What’s next? That’s a burning question, in times of crisis more than in times of normality (if these exist any more). When Fjord published their annual trend report back in December, my favourite line was:
Capitalism is having a mid-life crisis.
To get this out of the way: Fjord is part of Accenture Interactive, which hosts this blog.
But let’s get back to our question: Are we seeing a mid-life crisis of capitalism unfolding now right before our eyes, just as we anticipated only four months ago? A mid-life crisis would imply that capitalism still has about half its life ahead of it. If we take into account that modern capitalism took off with the Industrial Revolution, this would mean another 150+ years of capitalism.
The future of capitalism
Is that good news? Obviously, this somewhat depends on your stance on capitalism. If you’d rather take a more analytical perspective, we come back to a question that we discussed previously on this blog: Is modernity ending with the digital revolution, or is it just entering into a new epoch? And what does this mean for capitalism?
For capitalism, of course capital is of utmost importance. Capital in this context is defined as the means of production. Historically, capital has been scarce and thus expensive, while labour oftentimes was abundant and thus cheap. Over the last couple of years, we’ve seen the price of capital falling. Has capital become abundant?

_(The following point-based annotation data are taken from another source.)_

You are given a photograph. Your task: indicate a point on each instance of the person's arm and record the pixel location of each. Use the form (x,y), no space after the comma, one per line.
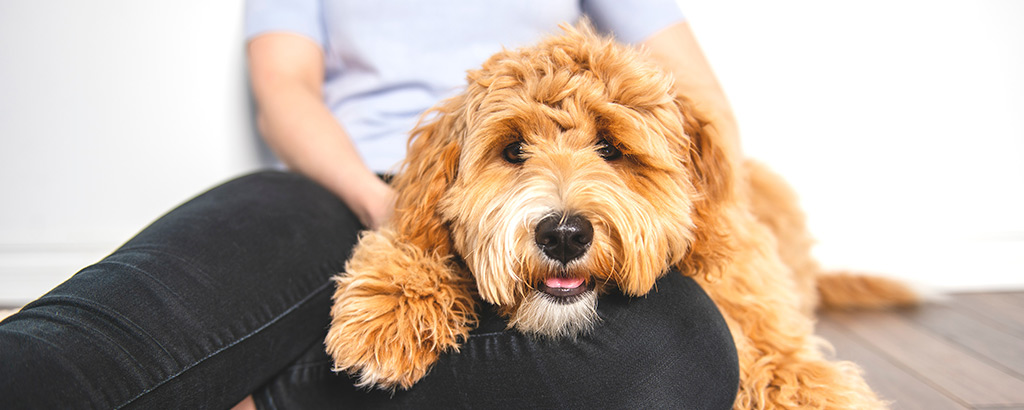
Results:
(287,75)
(676,49)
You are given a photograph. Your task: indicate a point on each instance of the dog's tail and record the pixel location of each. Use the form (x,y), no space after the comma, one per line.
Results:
(844,290)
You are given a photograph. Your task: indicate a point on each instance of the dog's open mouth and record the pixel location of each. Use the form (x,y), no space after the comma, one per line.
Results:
(564,289)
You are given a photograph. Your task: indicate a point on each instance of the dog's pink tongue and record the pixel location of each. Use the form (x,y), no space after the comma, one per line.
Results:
(564,283)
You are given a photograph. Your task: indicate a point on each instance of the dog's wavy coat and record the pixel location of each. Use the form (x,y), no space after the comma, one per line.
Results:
(562,170)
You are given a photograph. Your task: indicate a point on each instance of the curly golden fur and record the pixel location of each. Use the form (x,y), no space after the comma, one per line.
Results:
(579,125)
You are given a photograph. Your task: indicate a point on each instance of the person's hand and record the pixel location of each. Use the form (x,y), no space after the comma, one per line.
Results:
(373,202)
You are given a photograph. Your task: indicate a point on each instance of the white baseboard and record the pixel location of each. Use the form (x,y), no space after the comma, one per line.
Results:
(27,274)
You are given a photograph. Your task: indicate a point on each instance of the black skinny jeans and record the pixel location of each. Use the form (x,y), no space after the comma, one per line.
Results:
(228,294)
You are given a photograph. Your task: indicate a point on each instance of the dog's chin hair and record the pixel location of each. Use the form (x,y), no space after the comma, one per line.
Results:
(541,315)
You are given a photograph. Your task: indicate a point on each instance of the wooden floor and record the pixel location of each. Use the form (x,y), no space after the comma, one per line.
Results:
(966,352)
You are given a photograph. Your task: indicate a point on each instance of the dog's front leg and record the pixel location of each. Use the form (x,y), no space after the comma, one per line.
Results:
(395,310)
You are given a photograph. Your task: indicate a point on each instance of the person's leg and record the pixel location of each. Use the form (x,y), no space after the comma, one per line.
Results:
(669,350)
(197,311)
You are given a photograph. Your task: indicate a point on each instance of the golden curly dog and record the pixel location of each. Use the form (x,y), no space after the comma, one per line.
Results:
(567,168)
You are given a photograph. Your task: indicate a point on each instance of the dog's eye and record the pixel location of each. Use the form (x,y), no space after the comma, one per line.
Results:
(513,153)
(608,151)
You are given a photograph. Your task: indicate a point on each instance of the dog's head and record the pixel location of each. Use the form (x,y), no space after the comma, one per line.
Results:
(563,169)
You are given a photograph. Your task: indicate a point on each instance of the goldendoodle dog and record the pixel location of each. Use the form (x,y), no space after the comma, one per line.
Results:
(567,168)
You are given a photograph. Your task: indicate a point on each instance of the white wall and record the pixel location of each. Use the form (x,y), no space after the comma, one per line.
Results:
(901,123)
(112,112)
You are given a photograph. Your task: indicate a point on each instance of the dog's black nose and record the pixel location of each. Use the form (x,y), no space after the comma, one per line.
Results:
(564,238)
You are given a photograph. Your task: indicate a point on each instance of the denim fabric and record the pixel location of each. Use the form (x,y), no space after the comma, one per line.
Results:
(230,292)
(670,350)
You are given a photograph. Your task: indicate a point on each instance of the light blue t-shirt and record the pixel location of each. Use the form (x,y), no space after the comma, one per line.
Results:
(389,60)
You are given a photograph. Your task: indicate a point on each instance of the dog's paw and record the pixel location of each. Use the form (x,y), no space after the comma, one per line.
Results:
(395,311)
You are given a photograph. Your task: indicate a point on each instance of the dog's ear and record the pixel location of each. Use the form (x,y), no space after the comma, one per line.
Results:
(712,168)
(430,168)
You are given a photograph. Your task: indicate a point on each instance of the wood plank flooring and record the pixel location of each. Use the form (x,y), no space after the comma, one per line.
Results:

The price of capital is indicated through interest rates (the price of debt financing) and dividend yields (the price of equity). With interest rates near zero or even below, debt has become cheap. With rising stock prices, dividend yields are diminishing. This may indeed indicate that capital in the form of both debt and equity has become abundant, and thus the price of capital has dropped.
What’s scarce is getting more expensive
The recent setback of the stock market doesn’t change much: falling stock prices first and foremost indicate diminishing earnings in the near future, due to the unprecedented global crisis. The price/earnings (P/E) ratio might still be the same or similar. And stock markets have already recovered most of their losses from the March sell-off.
Part of the reason is that, in today’s world, low-risk investments have become scarce. And what’s scarce tends to get more expensive. Thus, bond prices are rising and, inversely, returns falling. In a VUCA world, you can have either low-risk investments or returns, but not both. There is no risk-free interest, but plenty of interest-free risk.
Venture capitalist Albert Wenger argues that technological progress has shifted scarcity for humanity:
When we were foragers, food was scarce. During the agrarian age, it was land. Following the industrial revolution, capital became scarce. With digital technologies scarcity is shifting once more. We need to figure out how to live in a World After Capital in which the only scarcity is our attention.
If we follow this argument, capitalism has already shifted from capital, which used to be scarce and now is abundant, to attention, which used to be abundant and now is scarce.
Experience is the most critical value driver
Today’s attention economy is dominated by the mass-manufacturers of consumer attention: Apple, Amazon, Google and Facebook. All of them capture and monetise (and to a certain degree, monopolise) our attention. While their business models are different, all of them are experience-driven. They are competing with every other experience human beings could possibly have, including sleep.
This makes them, and other pure digital players as well, competitors for each and every other business. Time and attention are the ultimate scarce resources, since a day has only 24 hours, even for billionaires. And, to put multitasking aside, any minute spent with Apple, Amazon, Google or Facebook cannot be spent with someone else’s product, service or experience.
The current crisis severly restricts a lot of products, services or experiences that require physical proximity, and so digital products, services and experiences thrive. Experience is the most critical value driver right now. The pure digital players are transforming everything into a service and changing consumer behaviour at scale. This corresponds to a shift from physical objects to experience in the realm of science. (That’s a topic we might well explore in more depth in future.)
The share of mind and time spent translates well into market share, value creation, profits and market capitalisation. That’s why Tesla is now worth more than Volkswagen, Daimler and BMW combined. Remember, stock markets are trading our future expectations.
A structural shift of capital
Is the attention economy still a capitalist economy? That depends on the means of production and their ownership. I’d argue that the means of production for the mass-manufacturing of consumer attention are still scarce and dominantly owned by the Big Tech oligopoly. In comparison, industrial means of production have become abundant.
This would amount to a structural shift of capital. Thus, the future of capitalism is a new phase with a new kind of capital: networked capital, based on information technology and powerful platforms.
The experience revolution comes with a bunch of shifts: value creation shifts from rigidity and waste to resilience and sustainability, from the factory of the Industrial Age and the office of the Information Age to the studio of the Imagination Age, from work and products to service(s), and from material, physical objects to immaterial experiences.
Capital both precedes and follows this shift, and capitalism will change, but is not going away anytime soon. And with capitalism, economic growth will continue, despite the widespread critique of growth and the emerging debate about degrowth. And that’s good news, since for solving global problems like climate change, not to mention pandemics, degrowth is not an option.